Buster Williams: Bass to Infinity, Directed by Adam Kahan is an awesome jazz documentary about Musician/composer/Buddhist, world citizen Buster Williams as we get a glimpse into his life and legacy and the universal music known as jazz. The documentary featured comments and performances by Herbie Hancock, Nancy Wilson and Carmen Lundy.
Our journey continued in the United States, City of Inglewood to be exact for the screening of She Ball, directed by Nick Cannon. This is another one of those movies that leaves one to have lively, and engaging discourses about race, gentrification, criminal justice and female empowerment. The cast and crew were in attendance for the screening.
I had to rush to catch another flight, so that I could meet the winners of the iamAFRICA Short Film Competition.

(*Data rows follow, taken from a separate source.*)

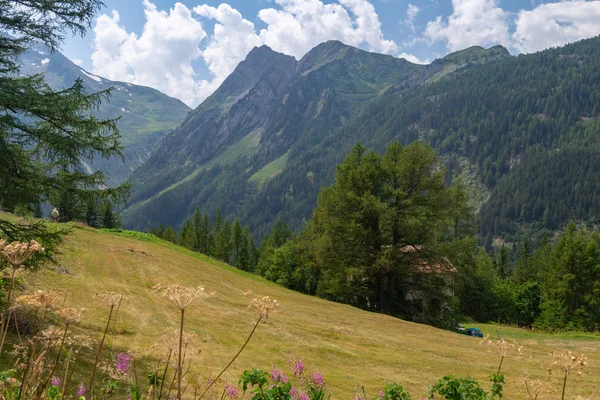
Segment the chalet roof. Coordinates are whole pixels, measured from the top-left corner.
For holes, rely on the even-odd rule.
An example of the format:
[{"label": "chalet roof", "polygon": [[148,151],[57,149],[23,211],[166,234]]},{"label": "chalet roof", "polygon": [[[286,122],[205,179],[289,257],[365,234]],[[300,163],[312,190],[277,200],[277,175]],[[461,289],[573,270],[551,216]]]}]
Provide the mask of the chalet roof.
[{"label": "chalet roof", "polygon": [[[423,246],[421,245],[406,245],[400,248],[400,251],[403,253],[418,254],[422,250]],[[452,265],[450,260],[448,260],[446,257],[433,261],[424,260],[417,256],[412,265],[417,271],[424,274],[455,274],[458,272],[454,265]]]}]

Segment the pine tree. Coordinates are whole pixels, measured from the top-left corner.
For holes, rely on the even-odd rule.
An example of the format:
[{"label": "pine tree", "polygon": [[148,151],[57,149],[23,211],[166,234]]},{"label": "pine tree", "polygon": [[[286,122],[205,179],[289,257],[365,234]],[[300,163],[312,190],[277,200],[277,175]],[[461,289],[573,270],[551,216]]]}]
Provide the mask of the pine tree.
[{"label": "pine tree", "polygon": [[196,207],[194,215],[192,215],[192,221],[190,229],[193,234],[193,242],[189,244],[192,246],[190,249],[201,252],[204,247],[204,241],[206,240],[206,233],[202,229],[202,214],[200,208]]},{"label": "pine tree", "polygon": [[168,225],[162,232],[161,235],[163,240],[171,243],[177,243],[177,232],[173,229],[171,225]]},{"label": "pine tree", "polygon": [[[41,74],[19,74],[23,52],[40,42],[55,51],[68,33],[83,35],[101,6],[99,0],[0,1],[0,208],[35,205],[65,192],[75,199],[127,195],[126,186],[98,189],[104,175],[81,167],[94,155],[121,155],[116,120],[91,113],[109,90],[90,93],[77,80],[55,91]],[[0,233],[11,240],[37,238],[50,249],[64,231],[0,219]]]},{"label": "pine tree", "polygon": [[215,257],[219,260],[229,262],[231,255],[231,224],[228,220],[221,223],[221,229],[215,240]]},{"label": "pine tree", "polygon": [[86,206],[77,196],[71,191],[61,192],[58,199],[53,202],[58,208],[58,221],[83,221],[85,220]]},{"label": "pine tree", "polygon": [[250,228],[244,228],[244,237],[246,238],[246,242],[248,243],[246,246],[248,252],[248,271],[256,271],[258,260],[260,259],[260,253],[254,245],[254,239],[252,239]]},{"label": "pine tree", "polygon": [[164,231],[165,231],[165,224],[163,224],[161,222],[158,226],[151,227],[148,233],[150,233],[158,238],[162,238]]},{"label": "pine tree", "polygon": [[87,202],[87,207],[85,210],[85,223],[92,228],[100,227],[100,216],[98,214],[98,204],[95,200],[90,200]]},{"label": "pine tree", "polygon": [[510,253],[504,244],[500,246],[500,250],[498,251],[496,266],[498,268],[498,276],[500,276],[500,278],[506,278],[509,275]]},{"label": "pine tree", "polygon": [[413,264],[439,259],[436,243],[456,223],[440,163],[419,142],[393,143],[383,157],[353,148],[321,190],[306,233],[323,271],[320,294],[383,312],[402,307],[416,285],[442,296],[440,279],[407,279],[419,273]]},{"label": "pine tree", "polygon": [[519,251],[519,259],[517,260],[517,265],[513,270],[511,275],[511,279],[515,282],[525,283],[535,281],[537,279],[538,271],[536,271],[529,259],[531,257],[531,245],[529,244],[529,239],[527,237],[523,240],[523,245]]},{"label": "pine tree", "polygon": [[238,259],[236,266],[243,271],[250,271],[250,248],[248,243],[248,236],[243,231],[240,238],[240,248],[238,253]]},{"label": "pine tree", "polygon": [[228,220],[221,223],[221,229],[215,240],[215,257],[229,263],[231,255],[231,224]]},{"label": "pine tree", "polygon": [[113,211],[113,205],[109,200],[105,200],[102,204],[100,219],[102,226],[106,229],[115,229],[120,226],[119,216]]},{"label": "pine tree", "polygon": [[199,242],[200,251],[207,256],[210,256],[213,253],[214,239],[210,232],[210,221],[207,214],[204,214],[204,217],[202,218]]},{"label": "pine tree", "polygon": [[242,238],[243,238],[242,226],[240,225],[240,220],[235,219],[233,221],[233,228],[231,232],[231,246],[233,250],[233,265],[236,267],[240,267],[240,251],[243,248]]},{"label": "pine tree", "polygon": [[213,222],[213,232],[218,233],[221,230],[221,224],[223,223],[223,216],[221,215],[221,209],[217,208],[215,219]]},{"label": "pine tree", "polygon": [[186,219],[179,232],[179,244],[186,249],[196,250],[196,234],[194,232],[193,224],[189,219]]}]

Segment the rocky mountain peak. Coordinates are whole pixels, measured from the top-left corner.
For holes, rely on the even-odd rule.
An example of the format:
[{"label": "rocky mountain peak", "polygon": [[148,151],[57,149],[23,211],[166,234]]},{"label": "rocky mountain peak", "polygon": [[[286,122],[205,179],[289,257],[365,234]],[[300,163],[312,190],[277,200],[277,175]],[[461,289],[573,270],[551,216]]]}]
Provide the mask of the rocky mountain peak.
[{"label": "rocky mountain peak", "polygon": [[238,97],[250,90],[265,74],[275,68],[295,69],[294,57],[273,51],[268,46],[253,48],[215,92],[214,100]]}]

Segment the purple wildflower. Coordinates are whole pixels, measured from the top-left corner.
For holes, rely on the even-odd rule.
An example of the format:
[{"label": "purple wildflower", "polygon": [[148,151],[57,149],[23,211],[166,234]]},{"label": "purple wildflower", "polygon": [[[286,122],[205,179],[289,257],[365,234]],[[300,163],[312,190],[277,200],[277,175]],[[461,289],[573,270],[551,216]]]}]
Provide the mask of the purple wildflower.
[{"label": "purple wildflower", "polygon": [[127,374],[129,372],[129,366],[131,364],[131,356],[127,353],[117,354],[117,364],[115,369],[121,374]]},{"label": "purple wildflower", "polygon": [[304,364],[302,364],[302,359],[299,358],[294,365],[292,365],[292,371],[296,377],[302,375],[304,372]]},{"label": "purple wildflower", "polygon": [[59,387],[60,386],[60,378],[58,376],[53,376],[52,380],[50,380],[50,384],[52,386]]},{"label": "purple wildflower", "polygon": [[225,387],[225,393],[227,393],[227,397],[229,397],[229,400],[235,400],[238,397],[238,391],[233,385],[227,385]]},{"label": "purple wildflower", "polygon": [[277,382],[277,378],[279,378],[279,370],[277,368],[273,368],[271,370],[271,380],[273,382]]},{"label": "purple wildflower", "polygon": [[271,380],[273,381],[273,383],[277,383],[277,382],[287,383],[288,378],[283,372],[281,372],[277,368],[273,368],[271,370]]},{"label": "purple wildflower", "polygon": [[310,374],[310,382],[317,387],[325,385],[325,379],[323,379],[323,374],[319,372],[313,372],[312,374]]},{"label": "purple wildflower", "polygon": [[383,399],[385,397],[385,393],[383,393],[383,390],[379,389],[379,398]]},{"label": "purple wildflower", "polygon": [[83,386],[83,383],[79,384],[79,387],[77,388],[77,396],[81,397],[85,394],[85,386]]},{"label": "purple wildflower", "polygon": [[300,393],[298,400],[310,400],[310,397],[306,393]]},{"label": "purple wildflower", "polygon": [[298,400],[298,391],[295,387],[290,389],[290,396],[292,396],[292,399]]}]

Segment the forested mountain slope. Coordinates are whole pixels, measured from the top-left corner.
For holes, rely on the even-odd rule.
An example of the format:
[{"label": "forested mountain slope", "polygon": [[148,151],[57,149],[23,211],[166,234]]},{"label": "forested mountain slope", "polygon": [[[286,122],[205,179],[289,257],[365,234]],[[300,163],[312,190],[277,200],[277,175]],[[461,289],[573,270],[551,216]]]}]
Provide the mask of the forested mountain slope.
[{"label": "forested mountain slope", "polygon": [[356,140],[346,127],[369,104],[505,56],[470,48],[423,66],[337,41],[300,61],[256,48],[132,175],[124,219],[137,229],[178,226],[200,206],[242,217],[259,236],[278,216],[298,227]]},{"label": "forested mountain slope", "polygon": [[600,167],[600,39],[473,65],[439,83],[389,93],[344,135],[382,149],[430,142],[449,173],[491,190],[481,232],[596,221]]},{"label": "forested mountain slope", "polygon": [[[244,75],[257,77],[248,90],[239,72],[256,52],[273,61]],[[261,48],[229,80],[136,172],[130,226],[178,227],[200,206],[259,238],[277,218],[298,228],[354,143],[383,151],[394,139],[431,143],[448,181],[466,177],[488,243],[600,211],[599,38],[518,57],[470,48],[428,66],[339,42],[297,63]]]},{"label": "forested mountain slope", "polygon": [[51,53],[43,45],[23,54],[20,62],[21,74],[44,74],[53,89],[69,87],[77,78],[82,79],[93,92],[113,88],[110,99],[102,103],[96,115],[98,118],[121,117],[117,125],[122,136],[125,160],[99,158],[85,160],[84,164],[86,169],[104,171],[111,186],[123,183],[133,170],[148,159],[160,140],[177,127],[190,111],[180,100],[158,90],[114,82],[88,73],[60,52]]}]

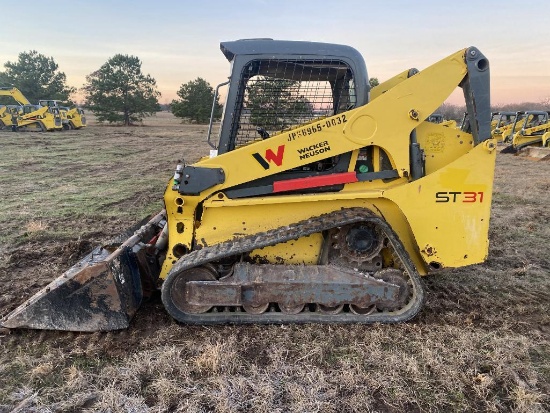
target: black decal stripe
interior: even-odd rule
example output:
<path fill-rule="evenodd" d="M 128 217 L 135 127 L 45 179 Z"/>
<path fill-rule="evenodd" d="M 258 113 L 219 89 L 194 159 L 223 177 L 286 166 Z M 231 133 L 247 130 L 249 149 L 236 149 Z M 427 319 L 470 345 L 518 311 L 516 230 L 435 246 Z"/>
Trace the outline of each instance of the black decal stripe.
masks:
<path fill-rule="evenodd" d="M 262 158 L 262 155 L 256 152 L 256 153 L 253 153 L 252 156 L 254 157 L 254 159 L 256 159 L 260 163 L 260 165 L 264 167 L 264 169 L 269 169 L 269 164 L 264 158 Z"/>

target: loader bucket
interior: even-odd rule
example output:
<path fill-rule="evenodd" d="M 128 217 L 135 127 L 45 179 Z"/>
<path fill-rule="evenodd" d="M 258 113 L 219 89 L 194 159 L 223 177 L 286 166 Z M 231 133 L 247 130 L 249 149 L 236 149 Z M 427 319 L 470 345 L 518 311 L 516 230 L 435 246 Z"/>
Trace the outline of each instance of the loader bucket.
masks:
<path fill-rule="evenodd" d="M 143 299 L 141 241 L 148 241 L 164 211 L 118 247 L 95 248 L 59 278 L 0 321 L 5 328 L 108 331 L 127 328 Z"/>
<path fill-rule="evenodd" d="M 514 148 L 513 145 L 508 145 L 503 150 L 500 151 L 500 153 L 517 153 L 517 149 Z"/>

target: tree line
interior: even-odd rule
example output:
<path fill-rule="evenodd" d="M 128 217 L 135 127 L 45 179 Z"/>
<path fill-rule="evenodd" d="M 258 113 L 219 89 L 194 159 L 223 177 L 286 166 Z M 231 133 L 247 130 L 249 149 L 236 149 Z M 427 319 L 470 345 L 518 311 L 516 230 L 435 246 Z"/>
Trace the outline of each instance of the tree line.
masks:
<path fill-rule="evenodd" d="M 141 60 L 136 56 L 116 54 L 109 58 L 100 68 L 86 76 L 86 83 L 80 88 L 85 97 L 84 107 L 91 110 L 100 122 L 123 123 L 131 125 L 142 121 L 145 117 L 166 109 L 166 105 L 160 105 L 158 99 L 161 94 L 157 90 L 155 79 L 144 74 L 141 70 Z M 371 87 L 379 84 L 377 78 L 369 79 Z M 22 52 L 17 61 L 6 62 L 4 71 L 0 72 L 0 86 L 17 87 L 31 102 L 41 99 L 57 99 L 72 105 L 71 95 L 77 89 L 67 85 L 67 76 L 59 70 L 53 57 L 47 57 L 36 50 Z M 260 97 L 274 96 L 277 104 L 283 107 L 300 106 L 301 112 L 307 109 L 309 102 L 293 99 L 289 90 L 294 85 L 292 82 L 271 83 L 271 88 L 276 88 L 277 93 L 266 93 L 262 87 L 265 84 L 258 82 L 250 87 L 248 102 L 257 110 L 252 114 L 255 117 L 264 118 L 262 111 L 270 107 L 269 102 L 260 102 Z M 169 109 L 182 119 L 197 123 L 207 123 L 212 112 L 214 89 L 203 78 L 182 84 L 177 91 L 178 99 L 171 102 Z M 257 102 L 256 102 L 257 101 Z M 11 98 L 0 96 L 0 104 L 13 104 Z M 161 107 L 162 106 L 162 107 Z M 542 110 L 550 109 L 550 98 L 540 103 L 519 103 L 504 106 L 496 106 L 493 111 L 517 111 L 532 108 Z M 464 113 L 464 106 L 445 103 L 438 110 L 446 119 L 460 120 Z M 214 117 L 219 118 L 222 105 L 216 98 L 214 104 Z M 300 112 L 300 111 L 298 111 Z M 261 119 L 260 119 L 261 120 Z M 259 123 L 260 120 L 258 120 Z M 265 119 L 264 122 L 265 123 Z M 285 125 L 270 125 L 284 128 Z"/>
<path fill-rule="evenodd" d="M 80 88 L 84 107 L 91 110 L 99 122 L 131 125 L 163 109 L 156 80 L 141 70 L 136 56 L 116 54 L 100 68 L 86 76 Z M 60 71 L 53 57 L 36 50 L 19 53 L 15 62 L 4 63 L 0 86 L 16 87 L 30 102 L 42 99 L 61 100 L 74 105 L 71 95 L 75 87 L 67 85 L 67 76 Z M 179 99 L 169 105 L 172 113 L 181 118 L 205 123 L 210 119 L 214 89 L 202 78 L 182 84 Z M 0 105 L 13 104 L 11 97 L 0 96 Z M 214 115 L 220 116 L 222 106 L 216 101 Z"/>

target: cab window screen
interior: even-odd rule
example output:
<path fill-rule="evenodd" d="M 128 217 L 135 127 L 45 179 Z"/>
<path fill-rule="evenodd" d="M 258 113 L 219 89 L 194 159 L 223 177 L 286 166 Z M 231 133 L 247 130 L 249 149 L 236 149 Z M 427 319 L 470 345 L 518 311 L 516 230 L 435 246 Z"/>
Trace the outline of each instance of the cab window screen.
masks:
<path fill-rule="evenodd" d="M 255 60 L 243 69 L 237 102 L 233 147 L 348 110 L 356 96 L 340 60 Z"/>

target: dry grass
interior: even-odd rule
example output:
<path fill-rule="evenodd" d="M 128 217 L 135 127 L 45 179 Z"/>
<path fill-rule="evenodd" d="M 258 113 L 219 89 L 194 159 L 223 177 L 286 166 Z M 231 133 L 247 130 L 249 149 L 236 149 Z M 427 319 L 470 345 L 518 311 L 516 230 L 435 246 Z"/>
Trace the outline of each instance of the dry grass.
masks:
<path fill-rule="evenodd" d="M 48 224 L 42 221 L 30 221 L 25 225 L 27 232 L 40 232 L 48 229 Z"/>
<path fill-rule="evenodd" d="M 2 132 L 0 315 L 159 209 L 205 136 L 168 114 Z M 425 279 L 412 322 L 184 326 L 154 297 L 125 331 L 0 336 L 0 412 L 549 411 L 550 162 L 499 155 L 496 172 L 489 260 Z"/>

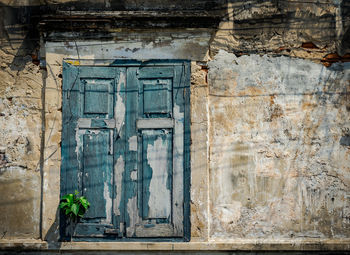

PAFF in partnership with Youtubes/Google, and The African Narrative, has produced the iamAFRICA Short Film Competition. It’s a project geared toward finding new storytelling talent, based in Sub Sahara Africa. PAFF jurors and YouTube’s global audience narrowed down more than 160 submission from around the continent. iam AFRICA Jury Award Winner 2020- “Eyelash” (South Africa) Directed by Faith Riyano, “Miracle” (South Africa) Directed by Bongi Ndaba, “Who Knows” (Kenya) directed by Nick Wambugu and the iamAFRICa Audience Award Winner 2020 “The Letter Reader” (South Africa) Directed by Sibusisi Khuzwayo. Actor Jimmy-Jean Louis (Desfrances and Rattlesnakes) offered remarks and conducted interviews with these talented, budding filmmakers.
PAFF ARTFEST consisted of an eclectic mix or original art to suit a range of personal taste. The exhibit and sale included paintings, sculpture, ceramics, fashion, jewelry, home decor, and African artifacts.
My journey through the Diaspora by way of cinema concluded with a marvelous screening of Studio 17: The Lost Reggae Tapes. The reggae and world music community anxiously awaits futures releases from this treasure trove of never before release music.
PAFF is the largest Black Film Festival in the United States and the largest Black History Month cultural event in the nation. The Academy of Motion Picture Arts and Sciences (AMPAS) has designated PAFF as an official qualifying film festival for live action and animation short films.
The festival has cemented its role as a hub for breakthrough and award-winning Black films and filmmakers from around the world. PAFF is dedicated to the cinematic promotion and cultural exploration of peoples of African descent. It is PAFF’s goal to present and showcase the broad spectrum of Black creative works, particularly those that reinforce positive images and help destroy negative stereotypes. PAFF believes film and art can lead to better understanding and foster communication between peoples of diverse cultures, races, ethnicities, and lifestyles in an entertaining way.
The festival handed out a variety of juries prizes, including Best Narrative Feature, Best First Feature Film, Best Documentary Feature, Best Documentary Short, and Best Narrative Short as well as audience favorite awards during an awards ceremony at the close of the festival.
In honor of the late actress and co-founder Ja’Net Dubois, who unexpectedly passed away during the festival, prizes were re-named in her honor. Dubois was best known for her role as Willona in the TV series, “Good Times.”